A cancer diagnosis may be one of the most harrowing, heartbreaking and testing events of a person’s life. While the support of friends and family is paramount at this time, so is the expertise provided by oncology nurses. These nurses are there to not only share a kind word or offer a hand to hold but also manage the distribution of medication, assess patients’ needs from head-to-toe, help schedule treatments and provide comfort.
Oncology nurse and Chamberlain 3-Year Bachelor of Science in Nursing (BSN) graduate Sandra Brown shares why she is drawn to this profession, what it takes to succeed and what a day in the life of an oncology nurse looks like.
What kind of patients are you caring for?
Most of my patients have been diagnosed with some form of cancer. I have taken care of patients who have had breast, prostate, endometrial, lung, pancreatic and neuroendocrine cancers. Most patients are there due to a complication like neutropenic fever, persistent nausea and vomiting, dehydration or a reaction to chemotherapy. Some are post-op cancer patients who have just had the cancer or an organ (or part of an organ) removed. I have also had patients come in who recently discovered a mass and need to have further testing to determine the type and staging of the cancer.
How did you become interested in oncology nursing?
I was my father-in-law’s caretaker when he had cancer and watching the nurses interact with him got me interested in it. When he got sick he said ‘you have to promise me you’re not going to stop nursing school. No matter what happens to me, you don’t stop.’ I shied away from oncology for a little bit when he passed away, but then I came back to it because I felt like I needed to take care of people who have cancer. I wanted to do this in honor of him.
What is a typical day in the oncology unit like?
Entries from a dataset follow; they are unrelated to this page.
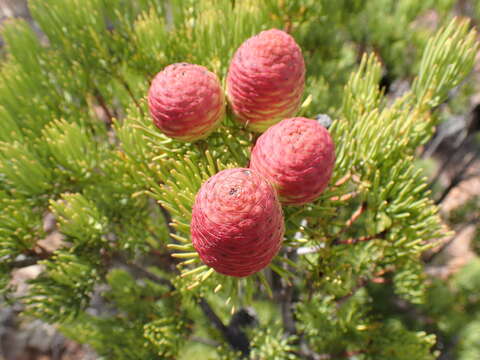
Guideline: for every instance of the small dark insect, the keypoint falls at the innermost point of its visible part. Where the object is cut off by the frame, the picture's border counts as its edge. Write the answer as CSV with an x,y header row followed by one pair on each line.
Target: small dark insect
x,y
324,120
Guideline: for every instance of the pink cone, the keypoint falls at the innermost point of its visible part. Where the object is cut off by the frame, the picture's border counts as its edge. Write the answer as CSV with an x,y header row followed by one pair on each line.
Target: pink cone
x,y
265,80
237,222
186,101
297,156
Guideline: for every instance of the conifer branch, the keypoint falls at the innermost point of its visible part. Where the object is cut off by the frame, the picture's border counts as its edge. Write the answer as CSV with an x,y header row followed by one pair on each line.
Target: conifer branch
x,y
235,337
101,101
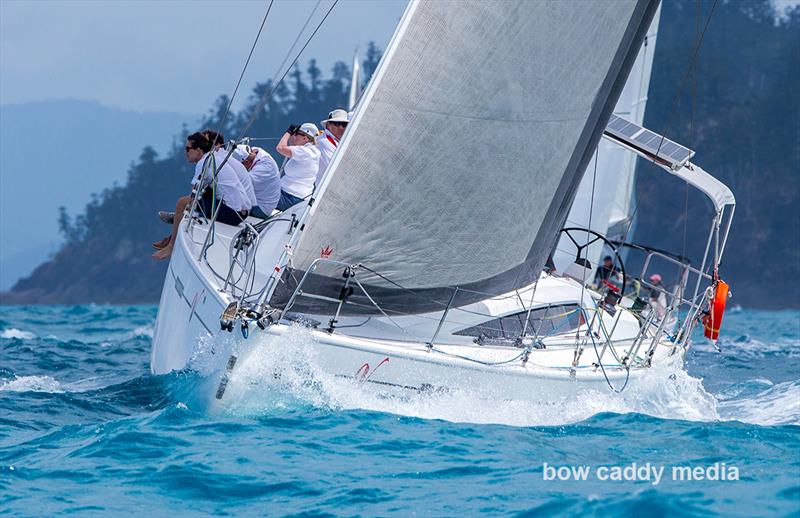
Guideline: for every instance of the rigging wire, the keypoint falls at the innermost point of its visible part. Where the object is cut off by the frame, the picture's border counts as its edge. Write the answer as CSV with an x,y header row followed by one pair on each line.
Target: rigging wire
x,y
221,125
265,98
673,109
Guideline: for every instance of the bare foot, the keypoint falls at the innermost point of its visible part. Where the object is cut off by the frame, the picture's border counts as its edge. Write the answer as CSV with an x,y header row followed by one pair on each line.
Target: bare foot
x,y
158,245
164,253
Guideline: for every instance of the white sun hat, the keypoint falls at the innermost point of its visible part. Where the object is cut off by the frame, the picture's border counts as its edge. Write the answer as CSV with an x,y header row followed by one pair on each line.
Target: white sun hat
x,y
241,152
337,115
309,130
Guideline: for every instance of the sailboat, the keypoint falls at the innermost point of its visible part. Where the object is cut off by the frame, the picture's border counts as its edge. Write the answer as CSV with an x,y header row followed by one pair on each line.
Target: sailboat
x,y
419,263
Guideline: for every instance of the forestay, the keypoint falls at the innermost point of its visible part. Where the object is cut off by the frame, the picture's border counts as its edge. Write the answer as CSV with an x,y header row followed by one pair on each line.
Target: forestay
x,y
464,155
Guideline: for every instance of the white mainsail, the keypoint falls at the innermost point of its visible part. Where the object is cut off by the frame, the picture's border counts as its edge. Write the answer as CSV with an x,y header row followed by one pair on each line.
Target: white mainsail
x,y
611,173
464,156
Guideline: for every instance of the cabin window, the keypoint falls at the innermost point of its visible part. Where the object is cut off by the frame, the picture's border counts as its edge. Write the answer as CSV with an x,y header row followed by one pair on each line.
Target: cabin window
x,y
543,322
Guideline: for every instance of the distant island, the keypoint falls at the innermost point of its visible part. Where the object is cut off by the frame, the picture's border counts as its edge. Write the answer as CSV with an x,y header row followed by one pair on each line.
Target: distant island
x,y
739,109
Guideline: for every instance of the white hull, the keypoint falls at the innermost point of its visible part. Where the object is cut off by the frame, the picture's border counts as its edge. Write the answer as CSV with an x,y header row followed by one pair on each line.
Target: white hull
x,y
187,334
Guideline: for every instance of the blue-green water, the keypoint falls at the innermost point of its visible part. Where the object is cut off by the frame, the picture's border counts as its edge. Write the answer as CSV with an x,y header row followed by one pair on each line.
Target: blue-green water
x,y
85,429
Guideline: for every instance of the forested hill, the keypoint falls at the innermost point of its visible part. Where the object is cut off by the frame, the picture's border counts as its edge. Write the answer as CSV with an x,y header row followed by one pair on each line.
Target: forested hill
x,y
740,110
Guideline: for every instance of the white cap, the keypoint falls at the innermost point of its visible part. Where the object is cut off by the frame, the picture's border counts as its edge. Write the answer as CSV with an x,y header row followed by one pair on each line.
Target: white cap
x,y
337,115
308,129
241,152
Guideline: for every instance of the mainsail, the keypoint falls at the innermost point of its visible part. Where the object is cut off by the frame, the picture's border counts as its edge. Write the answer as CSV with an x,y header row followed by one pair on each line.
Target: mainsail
x,y
465,153
610,175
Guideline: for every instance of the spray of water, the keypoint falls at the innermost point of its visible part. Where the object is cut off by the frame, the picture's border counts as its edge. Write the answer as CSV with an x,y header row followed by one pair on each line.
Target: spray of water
x,y
275,372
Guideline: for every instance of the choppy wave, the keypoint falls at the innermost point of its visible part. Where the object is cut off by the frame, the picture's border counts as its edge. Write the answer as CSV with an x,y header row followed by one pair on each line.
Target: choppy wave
x,y
85,428
17,333
32,384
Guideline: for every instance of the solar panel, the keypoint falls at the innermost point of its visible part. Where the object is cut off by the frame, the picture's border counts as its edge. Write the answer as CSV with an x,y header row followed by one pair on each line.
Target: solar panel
x,y
643,139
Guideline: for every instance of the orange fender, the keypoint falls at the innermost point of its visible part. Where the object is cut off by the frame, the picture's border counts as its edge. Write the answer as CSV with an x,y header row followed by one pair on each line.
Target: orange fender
x,y
712,322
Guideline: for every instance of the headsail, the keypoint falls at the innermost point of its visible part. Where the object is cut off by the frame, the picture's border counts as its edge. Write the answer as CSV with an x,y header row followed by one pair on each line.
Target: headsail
x,y
464,155
613,169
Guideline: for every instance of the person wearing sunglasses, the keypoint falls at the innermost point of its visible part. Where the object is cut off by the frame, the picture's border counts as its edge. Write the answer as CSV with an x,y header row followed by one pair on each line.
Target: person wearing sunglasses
x,y
234,205
298,144
334,125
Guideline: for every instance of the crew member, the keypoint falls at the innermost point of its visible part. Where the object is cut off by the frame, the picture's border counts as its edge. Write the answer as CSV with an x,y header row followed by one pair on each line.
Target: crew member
x,y
300,171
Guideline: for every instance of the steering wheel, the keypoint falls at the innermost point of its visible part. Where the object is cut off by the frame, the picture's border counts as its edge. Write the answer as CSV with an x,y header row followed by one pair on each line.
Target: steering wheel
x,y
568,231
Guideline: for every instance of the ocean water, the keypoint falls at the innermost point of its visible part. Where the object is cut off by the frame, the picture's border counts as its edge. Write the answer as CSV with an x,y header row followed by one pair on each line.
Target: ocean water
x,y
85,429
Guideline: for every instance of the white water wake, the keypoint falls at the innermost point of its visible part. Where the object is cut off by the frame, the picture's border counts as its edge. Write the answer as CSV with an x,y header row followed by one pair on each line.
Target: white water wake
x,y
283,372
The most patients that I have on any typical day is four. My work day begins around 6:45. I find my assignment for the day and then proceed to look over the SBAR (situation, background, assessment and recommendation) report that came with my assignment. After the 7 am huddle at the nurses’ station, it’s time for the bedside shift report with the night nurse and line reconciliation on the computer. After I have taken responsibility for my patients, I gather the supplies I think I need for the day and pull medications.
Around 8 am I go back in to see my patients, do the head-to-toe assessment, check morning vital signs again and then pass out morning meds. After I have seen all my patients, I go and finish documentation on my patients, unless I get a call to come in to a patient or family member. I usually try to spend some time talking and getting to know my patient more on a personal level instead of basing all of my knowledge off of what I have been told or read. I typically finish around 10 am.
Every even hour after my initial visit, I go in to see my patient and check them for pain, personal needs, etc. I also give any other medication they may need throughout the day during those times. Around 4 pm, I try to sit down and update my care plan, chart my evaluation notes for the day and do the acuity assessment for the day on each patient. From 6:30 – 7 pm, we tie up loose ends and at the 7 pm huddle the bedside shift report begins.
What is the most challenging part of this specialty?
When a patient says goodbye to loved ones when they know they’re not going to make it. If you’re a good nurse, they’ll say goodbye to you too and it’s just the hardest thing.
What is your favorite thing about oncology nursing?
Getting a chance to get to know my patients and their families would be my favorite part of oncology nursing. They are the bravest, most encouraging and often spiritual people you will meet. They are really strong despite cancer and chemo destroying their bodies.
What would make someone a good fit for this specialty?
Being a very caring and compassionate person. It’s not going to be easy but you can do it. In oncology nursing, it’s like family. We see what’s going on so we try to be helpful and try to be there to help each other in the moment.
What words of advice would you give someone who is considering a career in oncology nursing?
I would say that just like birth, death is a part of life. It may not be the happiest time but be caring and compassionate. Being organized will help when you have to give a patient chemo and you still have three other patients. Always ask questions and always ask for help! This is the hardest for most nurses. I would prefer you to ask questions than to guess.
Why did you choose Chamberlain?
Chamberlain provided the necessary tools I needed for my BSN. If I didn’t understand something, the tutoring center was always there. Nurses who had the experience were able to help me and instructors were always available with their door open when I needed them. The tools were there for me to be a successful student and to be an extraordinary nurse.
What are your plans for the future?
I’m getting my MSN from Chamberlain in the Nurse Educator Track. Chamberlain was good to me during my undergrad. There was also no GRE requirement and there’s an alumni discount, so it was a no- brainer. My professors at Chamberlain were so great with me so I want to do the same for others.